A Texas man is the latest victim of a flesh-eating bacteria that has claimed his leg after infecting a blister on his left foot while he was competing in a fishing tournament.
Just days after returning home, Keith Korth, 44, who had been competing at an annual fishing tournament in Port O'Connor, found himself in a life-saving operation to amputate his left leg just two-inches above the knee, according to NBC affiliate KPRC in Houston.
"It's very fast. This bacteria can go about an inch an hour," Dr. Luis Ostrosky of UTHealth/Memorial Hermann, and who is not treating Korth himself, told KPRC.

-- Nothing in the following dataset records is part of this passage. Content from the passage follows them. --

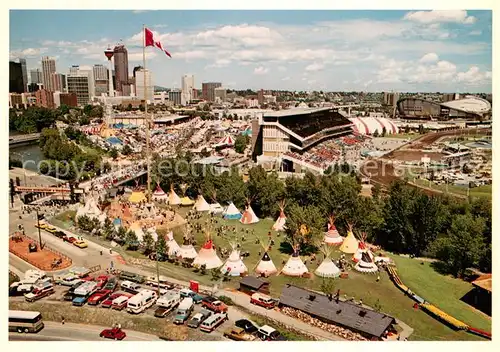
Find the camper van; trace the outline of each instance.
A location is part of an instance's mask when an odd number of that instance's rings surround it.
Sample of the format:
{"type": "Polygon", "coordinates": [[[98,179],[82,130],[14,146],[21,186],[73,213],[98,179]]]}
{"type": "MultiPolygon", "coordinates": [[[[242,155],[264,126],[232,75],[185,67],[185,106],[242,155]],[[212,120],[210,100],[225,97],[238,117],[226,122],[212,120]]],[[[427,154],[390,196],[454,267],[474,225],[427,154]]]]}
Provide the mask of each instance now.
{"type": "Polygon", "coordinates": [[[184,324],[184,322],[189,318],[189,315],[191,315],[193,308],[193,299],[191,297],[184,298],[179,304],[179,307],[177,307],[174,324],[184,324]]]}
{"type": "Polygon", "coordinates": [[[138,294],[130,298],[127,302],[127,312],[139,314],[151,307],[158,297],[156,292],[151,290],[141,290],[138,294]]]}

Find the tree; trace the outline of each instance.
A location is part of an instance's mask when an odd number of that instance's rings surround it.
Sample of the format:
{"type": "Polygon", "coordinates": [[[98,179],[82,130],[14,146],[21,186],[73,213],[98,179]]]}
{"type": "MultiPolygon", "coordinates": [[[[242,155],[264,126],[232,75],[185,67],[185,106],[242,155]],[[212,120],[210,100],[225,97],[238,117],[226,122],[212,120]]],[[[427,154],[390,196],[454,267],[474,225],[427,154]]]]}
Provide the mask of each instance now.
{"type": "Polygon", "coordinates": [[[246,146],[247,146],[247,138],[241,134],[238,135],[236,137],[236,140],[234,141],[234,150],[239,154],[243,154],[246,146]]]}
{"type": "Polygon", "coordinates": [[[474,218],[470,213],[454,215],[446,235],[433,242],[435,256],[454,276],[462,277],[467,268],[478,265],[484,250],[484,227],[484,219],[474,218]]]}

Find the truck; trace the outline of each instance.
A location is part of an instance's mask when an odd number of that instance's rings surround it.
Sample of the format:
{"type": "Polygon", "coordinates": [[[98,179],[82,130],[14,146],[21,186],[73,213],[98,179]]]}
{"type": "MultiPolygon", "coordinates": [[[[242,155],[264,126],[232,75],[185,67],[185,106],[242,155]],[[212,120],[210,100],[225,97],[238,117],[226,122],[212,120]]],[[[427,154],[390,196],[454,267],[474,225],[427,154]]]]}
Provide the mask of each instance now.
{"type": "Polygon", "coordinates": [[[227,306],[214,297],[205,297],[201,301],[201,306],[216,313],[227,312],[227,306]]]}
{"type": "Polygon", "coordinates": [[[138,294],[130,298],[127,302],[127,312],[139,314],[151,307],[158,299],[156,292],[151,290],[141,290],[138,294]]]}
{"type": "Polygon", "coordinates": [[[181,303],[179,303],[179,307],[177,307],[174,324],[184,324],[184,322],[191,315],[193,308],[194,308],[193,299],[191,297],[184,298],[181,301],[181,303]]]}

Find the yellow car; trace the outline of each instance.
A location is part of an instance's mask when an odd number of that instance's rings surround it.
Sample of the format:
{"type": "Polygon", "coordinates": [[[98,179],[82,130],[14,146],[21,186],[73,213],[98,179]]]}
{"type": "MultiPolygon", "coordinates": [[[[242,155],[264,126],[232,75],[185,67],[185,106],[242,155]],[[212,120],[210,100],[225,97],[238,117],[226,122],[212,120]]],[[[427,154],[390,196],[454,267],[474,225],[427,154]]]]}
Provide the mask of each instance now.
{"type": "Polygon", "coordinates": [[[81,240],[76,240],[75,242],[73,242],[73,244],[78,248],[87,248],[89,246],[87,242],[81,240]]]}

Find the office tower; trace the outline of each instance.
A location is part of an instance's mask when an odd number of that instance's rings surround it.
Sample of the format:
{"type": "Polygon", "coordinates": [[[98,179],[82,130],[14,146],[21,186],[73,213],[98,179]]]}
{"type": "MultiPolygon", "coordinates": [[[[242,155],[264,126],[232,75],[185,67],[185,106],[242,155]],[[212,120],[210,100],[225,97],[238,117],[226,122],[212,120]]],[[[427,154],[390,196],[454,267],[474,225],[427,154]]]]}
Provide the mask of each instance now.
{"type": "Polygon", "coordinates": [[[56,72],[56,60],[48,56],[42,58],[42,77],[43,86],[45,89],[54,91],[52,87],[51,75],[56,72]]]}
{"type": "Polygon", "coordinates": [[[113,57],[115,60],[115,89],[117,92],[122,92],[120,95],[125,95],[122,89],[122,85],[128,84],[128,51],[125,45],[119,44],[115,46],[113,57]]]}
{"type": "Polygon", "coordinates": [[[181,105],[187,105],[193,100],[194,76],[184,75],[181,80],[182,97],[181,105]]]}
{"type": "Polygon", "coordinates": [[[24,93],[23,69],[14,61],[9,61],[9,93],[24,93]]]}
{"type": "Polygon", "coordinates": [[[153,102],[154,86],[149,70],[140,69],[135,73],[135,95],[141,100],[153,102]],[[146,97],[144,96],[144,75],[146,76],[146,97]]]}
{"type": "Polygon", "coordinates": [[[21,70],[23,72],[23,89],[24,92],[28,91],[28,69],[26,68],[26,59],[19,59],[19,63],[21,64],[21,70]]]}
{"type": "Polygon", "coordinates": [[[182,91],[180,89],[172,89],[168,92],[168,100],[174,103],[174,105],[181,105],[182,91]]]}
{"type": "Polygon", "coordinates": [[[222,87],[220,82],[205,82],[201,84],[202,98],[206,101],[215,101],[215,88],[222,87]]]}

The bacteria called necrotizing fasciitis thrives in both salt and fresh water and can eat away its victim's body by entering wounds as small as a paper cut.
Korth's family believes that his new wading boots were to blame for his deadly infection.
"The wading boots rubbed a blister on his foot. Eventually the water got in there," Korth's mother-in-law Lynn Reynolds told KHOU.
"He was just unlucky. It could have happened to anybody else. There was people in the water just like he was and it just got him," a friend of Korth told KHOU.
The 44-year-old fisherman had been wearing a pair of new hip-waders that causes the footwear to rub.
"I've seen patients where they go on a fishing trip, they go to sleep and they wake up in the morning and all of their leg is red," Dr. Ostrosky.
"Ninety-nine per cent of the people are not going to get the fresh eating bacteria ... but when it's happening, you need to be fast," he said while recommending that people carry an antiseptic with them on such occasions.
Korth is now in recovery and was reportedly talking and trying to get up from bed Thursday, according to KHOU.
“It sounds like he’s doing better and hopefully they’ve stopped the bacteria,” family friend Maxine Schwarze told KPRC.
Korth's infection was not the first in the Port O'Connor area with a similar incident occurring in 2004.
Recently a number of cases have popped up across the U.S., with at least six other victims requiring amputation after contracting the deadly bacteria.
The flesh eating disease made headlines in May when it infected Aimee Copeland, a 24-year-old graduate student from Little Tallapoosa River, who accidently cut her leg when she fell from a homemade zip line. Doctors were forced to amputate her leg, foot and both of her hands to save her life.
Cases of necrotizing fasciitis are extremely rare with less than 1,000 cases reported each year, according to the Centers for Disease Control and Prevention.
The disease develops when the bacteria enters the body through an open wound, and as the bacteria multiply they release toxins that kill body tissue and cut off blood flow to the area.
Symptoms of the disease include small, red lumps or bumps on the skin, rapidly-spreading bruising, sweating, chills, fever, nausea as well as organ failure and shock.
Patients must be treated immediately to prevent death and are usually given powerful antibiotics and surgery to remove dead tissue to prevent the disease from spreading.